Vilhelm Ekelund On Dogs And Literary Critics

In Nordic and Classic (reprinted in Dagbok och Diktverk by Sven Linquist, Bonniers, Stockholm 1966; excerpted in Vilhelm Ekelund: The Second Light, North Point Press, San Francisco, 1986, page 26), Vilhelm Ekelund, the master Swedish poet and aphorist, writes:

Into the dog’s sense of life enters, no doubt as an essential fact, the joy that God created so many trees and lampposts for him to lift his hind leg against. If the literary critic’s psyche could be analyzed, one would surely find there a vital, analogous disposition: the happiness that God, among the mass of harmlessly acceptable authors, created also the “curious” and original, unacceptable ones, for the critic to rush up to and lift his leg against.
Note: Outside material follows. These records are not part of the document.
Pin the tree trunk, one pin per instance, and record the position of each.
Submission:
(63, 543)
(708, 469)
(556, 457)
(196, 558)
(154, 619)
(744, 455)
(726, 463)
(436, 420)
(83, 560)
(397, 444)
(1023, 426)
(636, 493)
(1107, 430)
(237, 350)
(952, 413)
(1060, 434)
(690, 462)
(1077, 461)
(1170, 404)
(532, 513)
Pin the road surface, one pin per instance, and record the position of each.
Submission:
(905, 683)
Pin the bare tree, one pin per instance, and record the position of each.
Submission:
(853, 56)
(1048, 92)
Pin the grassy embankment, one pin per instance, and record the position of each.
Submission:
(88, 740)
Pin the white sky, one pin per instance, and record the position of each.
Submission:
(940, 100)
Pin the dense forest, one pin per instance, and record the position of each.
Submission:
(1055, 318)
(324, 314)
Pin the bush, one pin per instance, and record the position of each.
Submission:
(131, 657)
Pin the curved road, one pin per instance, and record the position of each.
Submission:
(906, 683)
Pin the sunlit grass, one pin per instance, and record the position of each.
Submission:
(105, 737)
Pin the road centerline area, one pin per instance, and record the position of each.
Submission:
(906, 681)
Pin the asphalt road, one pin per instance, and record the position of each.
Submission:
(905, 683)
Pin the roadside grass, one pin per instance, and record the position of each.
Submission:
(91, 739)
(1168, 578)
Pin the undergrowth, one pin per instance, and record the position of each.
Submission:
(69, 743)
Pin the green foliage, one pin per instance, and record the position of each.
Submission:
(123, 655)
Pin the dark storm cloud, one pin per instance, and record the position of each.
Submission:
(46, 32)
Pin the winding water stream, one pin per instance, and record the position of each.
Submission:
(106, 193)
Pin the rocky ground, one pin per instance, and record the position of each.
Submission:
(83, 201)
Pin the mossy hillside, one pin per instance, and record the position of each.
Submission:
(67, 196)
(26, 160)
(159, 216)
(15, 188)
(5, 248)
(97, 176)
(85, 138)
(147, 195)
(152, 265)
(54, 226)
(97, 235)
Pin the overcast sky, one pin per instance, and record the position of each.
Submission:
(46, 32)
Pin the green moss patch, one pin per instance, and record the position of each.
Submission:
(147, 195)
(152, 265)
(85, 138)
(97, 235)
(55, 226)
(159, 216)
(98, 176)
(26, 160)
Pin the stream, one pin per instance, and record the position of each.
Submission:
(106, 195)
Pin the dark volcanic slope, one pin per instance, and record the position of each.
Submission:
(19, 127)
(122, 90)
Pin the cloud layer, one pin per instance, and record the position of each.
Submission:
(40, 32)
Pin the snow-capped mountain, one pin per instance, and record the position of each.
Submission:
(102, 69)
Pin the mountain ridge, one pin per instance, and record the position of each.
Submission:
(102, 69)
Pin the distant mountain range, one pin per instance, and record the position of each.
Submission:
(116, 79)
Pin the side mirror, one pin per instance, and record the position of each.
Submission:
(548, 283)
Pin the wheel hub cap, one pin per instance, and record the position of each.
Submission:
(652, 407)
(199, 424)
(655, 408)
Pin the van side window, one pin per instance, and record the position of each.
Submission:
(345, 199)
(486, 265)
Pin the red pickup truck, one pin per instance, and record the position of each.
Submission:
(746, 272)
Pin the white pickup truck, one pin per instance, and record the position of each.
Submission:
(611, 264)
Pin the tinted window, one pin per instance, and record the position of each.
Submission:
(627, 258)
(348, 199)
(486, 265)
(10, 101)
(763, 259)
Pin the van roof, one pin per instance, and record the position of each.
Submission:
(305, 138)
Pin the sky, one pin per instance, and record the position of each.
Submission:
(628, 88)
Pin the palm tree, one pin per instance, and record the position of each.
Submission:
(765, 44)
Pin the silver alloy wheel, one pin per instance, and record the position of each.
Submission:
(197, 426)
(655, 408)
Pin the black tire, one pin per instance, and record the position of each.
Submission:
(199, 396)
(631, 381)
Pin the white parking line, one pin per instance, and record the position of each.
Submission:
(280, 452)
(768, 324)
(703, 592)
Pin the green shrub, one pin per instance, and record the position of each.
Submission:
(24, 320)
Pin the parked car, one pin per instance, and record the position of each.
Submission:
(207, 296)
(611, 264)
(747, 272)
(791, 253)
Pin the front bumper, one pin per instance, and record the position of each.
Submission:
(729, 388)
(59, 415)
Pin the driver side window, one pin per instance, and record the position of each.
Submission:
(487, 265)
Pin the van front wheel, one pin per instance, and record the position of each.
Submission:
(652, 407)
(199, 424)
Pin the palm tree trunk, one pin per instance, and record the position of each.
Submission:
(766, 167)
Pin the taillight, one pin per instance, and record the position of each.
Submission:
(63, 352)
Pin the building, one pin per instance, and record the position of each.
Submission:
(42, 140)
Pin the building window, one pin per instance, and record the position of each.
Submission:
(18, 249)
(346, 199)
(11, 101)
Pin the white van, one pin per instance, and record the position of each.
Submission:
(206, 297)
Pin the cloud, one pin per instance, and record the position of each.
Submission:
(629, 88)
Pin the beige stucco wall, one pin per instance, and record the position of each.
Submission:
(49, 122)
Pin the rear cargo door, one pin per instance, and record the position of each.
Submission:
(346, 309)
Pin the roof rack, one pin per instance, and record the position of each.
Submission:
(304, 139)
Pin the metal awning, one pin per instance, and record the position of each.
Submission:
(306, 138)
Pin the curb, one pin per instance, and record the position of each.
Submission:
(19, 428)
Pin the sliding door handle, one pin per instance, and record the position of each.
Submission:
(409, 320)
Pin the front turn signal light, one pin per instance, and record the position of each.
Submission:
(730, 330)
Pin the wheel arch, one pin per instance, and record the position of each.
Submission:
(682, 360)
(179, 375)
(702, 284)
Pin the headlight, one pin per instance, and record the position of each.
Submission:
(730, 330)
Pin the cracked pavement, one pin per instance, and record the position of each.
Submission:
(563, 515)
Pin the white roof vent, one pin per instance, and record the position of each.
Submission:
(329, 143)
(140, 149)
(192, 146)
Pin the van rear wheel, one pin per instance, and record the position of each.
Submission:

Here, as in many other places in his writing, Ekelund expresses a characteristic dislike of one component of the unholy nexus of critics, fame, and popular opinion–that foul combination by which a writer’s talent would be waylaid and diverted into backwaters of conformism and deadly pandering to the masses. (Notice that the kinds of writers the critic sprays all over are the ‘good ones’: the ‘curious,’ the ‘original,’ and the ‘unacceptable.’) But he also, characteristically, delivers a penetrating insight the about the nature of writing.

Literary critics, sadly enough for Ekelund, are writers too; writers need foils; the critic’s are other writers. More expansively, a writer writes about something (the ‘raw materials’ of the truly productive and prolific are seemingly endless, speaking well to their ability to see ‘a World in a Grain of Sand.’); this is one reason why reading–besides training the writing ‘voice–is indispensable for a writer. It gives the writer her material.  The critic writes about other writers; so they provide grist for the mill, flesh for the sausage machine. The writings that the literary critic critiques may appear as riffs in a musical performance: one performer feeds off the other’s offerings.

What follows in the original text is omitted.